Identity matching and information acquisition: Estimation of optimal threshold parameters

Highlights：

• We analyze statistical challenges of calibrating matching software through sampling.

• We address this gap in the literature through an in-depth analysis of various estimators.

• Our analysis reveals that the Cost-Based estimator exhibits the ‘best’ performance.

• We report the effects of nonlinearity and nonmonotonicity on the convergence rates.

• With large samples, convergence rates are faster than basic population mean estimator.

摘要

With the growing volume of collected and stored data from customer interactions that have recently shifted towards online channels, an important challenge faced by today's businesses is appropriately dealing with data quality problems.

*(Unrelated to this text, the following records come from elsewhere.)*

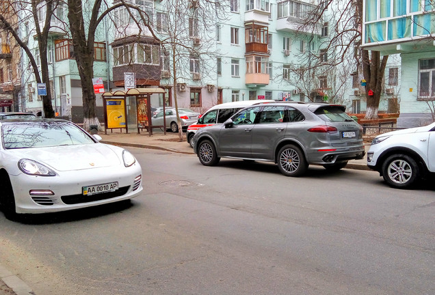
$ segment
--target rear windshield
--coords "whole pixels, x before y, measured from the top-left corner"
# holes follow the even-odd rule
[[[349,117],[349,115],[343,111],[343,109],[339,107],[321,107],[317,109],[314,113],[326,122],[354,122],[354,120]]]
[[[219,114],[218,115],[218,123],[225,122],[225,121],[241,109],[241,108],[220,109]]]

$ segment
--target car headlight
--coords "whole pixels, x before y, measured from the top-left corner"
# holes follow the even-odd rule
[[[21,159],[18,161],[18,169],[29,175],[39,176],[55,176],[56,173],[47,166],[33,160]]]
[[[386,136],[386,137],[380,136],[380,137],[375,137],[373,139],[373,140],[371,141],[371,144],[374,145],[374,144],[376,144],[376,143],[379,143],[380,142],[384,141],[385,139],[386,139],[388,137],[390,137],[389,136]]]
[[[122,160],[125,167],[130,167],[136,163],[136,158],[130,152],[127,150],[122,151]]]

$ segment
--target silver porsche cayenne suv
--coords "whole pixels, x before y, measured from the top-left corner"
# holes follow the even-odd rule
[[[198,130],[194,150],[206,166],[231,158],[274,162],[287,176],[304,174],[310,164],[339,170],[365,155],[362,128],[345,110],[315,102],[254,105]]]

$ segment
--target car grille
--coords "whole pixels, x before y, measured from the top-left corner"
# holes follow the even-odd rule
[[[57,203],[57,199],[53,197],[35,196],[32,197],[31,199],[37,204],[42,206],[51,206]]]
[[[137,176],[133,183],[133,191],[136,191],[140,186],[140,182],[142,180],[142,175]]]
[[[81,203],[89,203],[102,199],[111,199],[125,195],[130,188],[130,186],[120,188],[114,192],[103,193],[90,196],[80,195],[71,195],[68,196],[62,196],[60,199],[67,205],[72,205]]]

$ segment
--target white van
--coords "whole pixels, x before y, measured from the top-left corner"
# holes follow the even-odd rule
[[[233,102],[225,102],[212,107],[203,115],[201,115],[196,123],[190,125],[187,128],[187,133],[186,134],[187,142],[190,146],[192,146],[191,139],[197,130],[207,126],[224,123],[227,119],[241,109],[253,104],[274,102],[274,101],[275,100],[241,100]]]

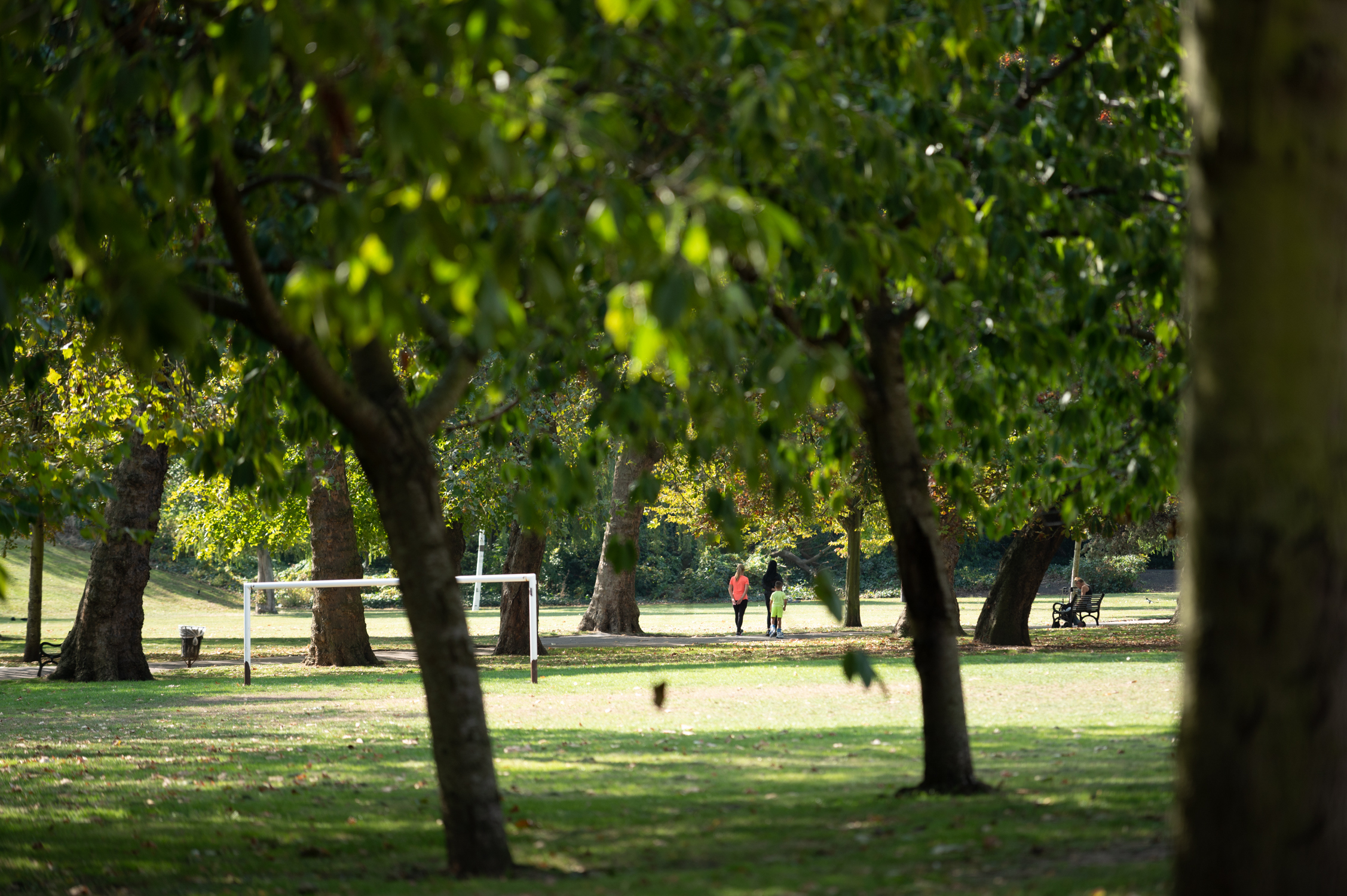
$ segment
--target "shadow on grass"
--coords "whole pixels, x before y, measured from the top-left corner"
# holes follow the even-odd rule
[[[373,675],[391,684],[407,671]],[[213,699],[237,697],[229,682],[187,675],[104,689],[92,707],[88,686],[3,693],[53,710],[18,719],[18,740],[0,746],[19,788],[0,811],[5,877],[61,892],[403,893],[427,877],[447,887],[423,722],[376,706],[357,719],[362,742],[341,740],[357,729],[326,705],[369,678],[277,675],[280,703],[253,691],[247,714],[232,715]],[[109,733],[81,741],[93,736],[77,725]],[[548,892],[1165,885],[1169,730],[974,732],[979,772],[998,790],[901,799],[894,791],[920,775],[920,732],[908,728],[498,729],[493,740],[515,857],[552,877]],[[484,880],[470,892],[537,885]]]

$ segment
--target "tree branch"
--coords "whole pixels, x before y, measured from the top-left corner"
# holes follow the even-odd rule
[[[249,329],[286,356],[304,385],[346,428],[361,435],[372,435],[383,430],[385,423],[373,402],[337,376],[337,371],[327,362],[318,344],[307,335],[295,333],[286,323],[280,309],[276,307],[276,300],[272,298],[261,261],[257,259],[257,248],[248,232],[248,221],[244,217],[242,203],[238,201],[238,190],[234,189],[229,172],[218,160],[214,163],[214,183],[210,186],[210,195],[216,206],[216,221],[225,237],[225,244],[229,247],[229,255],[238,268],[238,284],[242,287],[248,309],[252,313],[252,321],[248,322]]]
[[[445,418],[458,407],[475,371],[477,357],[474,353],[465,349],[454,352],[445,372],[439,375],[439,381],[431,387],[430,393],[422,399],[420,404],[412,408],[412,416],[422,433],[430,435],[438,430]]]
[[[194,283],[180,283],[178,288],[182,290],[183,295],[191,299],[191,303],[202,314],[213,314],[217,318],[225,318],[226,321],[237,321],[242,323],[249,330],[257,331],[257,322],[253,318],[252,309],[249,309],[242,302],[230,299],[228,295],[221,295],[214,290],[206,290],[203,287],[195,286]]]
[[[194,268],[224,268],[225,271],[237,271],[237,265],[230,259],[211,259],[211,257],[187,257],[182,259],[186,267]],[[263,264],[261,269],[267,274],[290,274],[295,269],[294,261],[282,261],[280,264]]]
[[[1049,84],[1064,75],[1067,73],[1067,69],[1084,59],[1086,54],[1088,54],[1091,50],[1099,46],[1099,42],[1107,38],[1110,34],[1113,34],[1114,28],[1117,27],[1118,27],[1117,22],[1110,22],[1109,24],[1103,26],[1102,28],[1095,31],[1095,34],[1090,35],[1088,40],[1076,46],[1076,49],[1072,50],[1071,55],[1068,55],[1065,59],[1052,66],[1051,69],[1048,69],[1047,73],[1039,75],[1029,84],[1022,85],[1020,88],[1020,94],[1014,100],[1014,108],[1024,109],[1025,106],[1028,106],[1045,86],[1048,86]],[[1028,69],[1028,61],[1025,61],[1025,67]]]
[[[496,408],[494,411],[492,411],[486,416],[480,416],[475,420],[467,420],[466,423],[450,423],[449,426],[445,427],[445,431],[446,433],[453,433],[454,430],[467,430],[467,428],[475,430],[482,423],[490,423],[492,420],[498,420],[501,416],[505,415],[506,411],[509,411],[512,407],[515,407],[519,403],[520,403],[520,399],[515,399],[509,404],[502,404],[501,407]]]
[[[307,183],[315,190],[322,190],[323,193],[333,193],[337,195],[341,195],[342,193],[346,191],[346,187],[337,183],[335,181],[327,181],[325,178],[319,178],[313,174],[299,174],[296,171],[290,174],[264,174],[251,181],[245,181],[238,185],[238,195],[247,195],[248,193],[252,193],[259,187],[264,187],[268,183],[287,183],[291,181],[299,181],[300,183]]]
[[[818,573],[819,561],[823,559],[824,552],[826,551],[819,551],[814,556],[800,556],[799,554],[788,551],[783,547],[772,551],[770,556],[780,558],[787,566],[793,566],[812,579]]]

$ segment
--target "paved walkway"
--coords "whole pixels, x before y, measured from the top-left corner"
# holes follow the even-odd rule
[[[1113,620],[1105,622],[1105,628],[1111,625],[1162,625],[1168,622],[1168,618],[1148,618],[1148,620]],[[1047,625],[1030,625],[1029,628],[1045,629]],[[835,637],[855,637],[857,635],[884,635],[885,629],[862,629],[859,632],[787,632],[781,639],[768,639],[765,635],[605,635],[602,632],[586,632],[585,635],[560,635],[556,637],[544,637],[543,647],[695,647],[698,644],[745,644],[745,643],[761,643],[768,640],[781,640],[781,641],[820,641]],[[478,647],[478,656],[489,656],[492,648]],[[391,663],[415,663],[416,651],[374,651],[374,656],[381,660],[388,660]],[[255,666],[271,666],[276,663],[302,663],[304,656],[296,653],[294,656],[257,656],[253,658]],[[197,660],[193,667],[199,666],[242,666],[242,660],[225,659],[225,660]],[[150,663],[150,671],[152,672],[168,672],[172,670],[187,668],[183,662],[154,662]],[[53,667],[48,666],[44,672],[51,674]],[[46,676],[44,675],[44,676]],[[0,666],[0,682],[11,680],[18,678],[36,678],[36,666]]]

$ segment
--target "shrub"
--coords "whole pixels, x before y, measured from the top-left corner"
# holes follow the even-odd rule
[[[1146,569],[1145,554],[1117,554],[1114,556],[1082,556],[1076,573],[1090,583],[1090,590],[1110,594],[1126,593],[1137,586],[1137,577]],[[1071,565],[1049,566],[1045,579],[1059,579],[1065,586],[1071,578]]]

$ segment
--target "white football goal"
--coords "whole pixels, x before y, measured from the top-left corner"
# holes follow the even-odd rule
[[[477,583],[501,585],[506,582],[528,582],[528,659],[529,680],[537,684],[537,575],[533,573],[498,573],[496,575],[459,575],[459,585]],[[377,585],[397,585],[396,578],[333,578],[306,579],[302,582],[244,582],[244,684],[252,684],[252,593],[275,591],[291,587],[370,587]],[[475,605],[477,601],[474,600]],[[475,606],[473,609],[477,609]]]

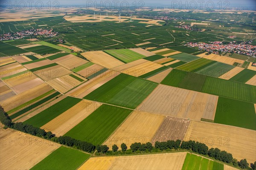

A key step in the data cleaning process is the matching and merging of customer records to assess the identity of individuals. The practical importance of this research is exemplified by a large client firm that deals with private label credit cards. They needed to know whether there existed histories of new customers within the company, in order to decide on the appropriate parameters of possible card offerings. The company incurs substantial costs if they incorrectly “match” an incoming application with an existing customer (Type I error), and also if they falsely assume that there is no match (Type II error). While there is a good deal of generic identity matching software available, that will provide a “strength” score for each potential match, the question of how to use the scores for new applications is of great interest and is addressed in this work. The academic significance lies in the analysis of the score thresholds that are typically used in decision making. That is, upper and lower thresholds are set, where matches are accepted above the former, rejected below the latter, and more information is gathered between the two. We show, for the first time, that the optimal thresholds can be considered to be parameters of a matching distribution, and a number of estimators of these parameters are developed and analyzed. Then extensive computations show the effects of various factors on the convergence rates of the estimates.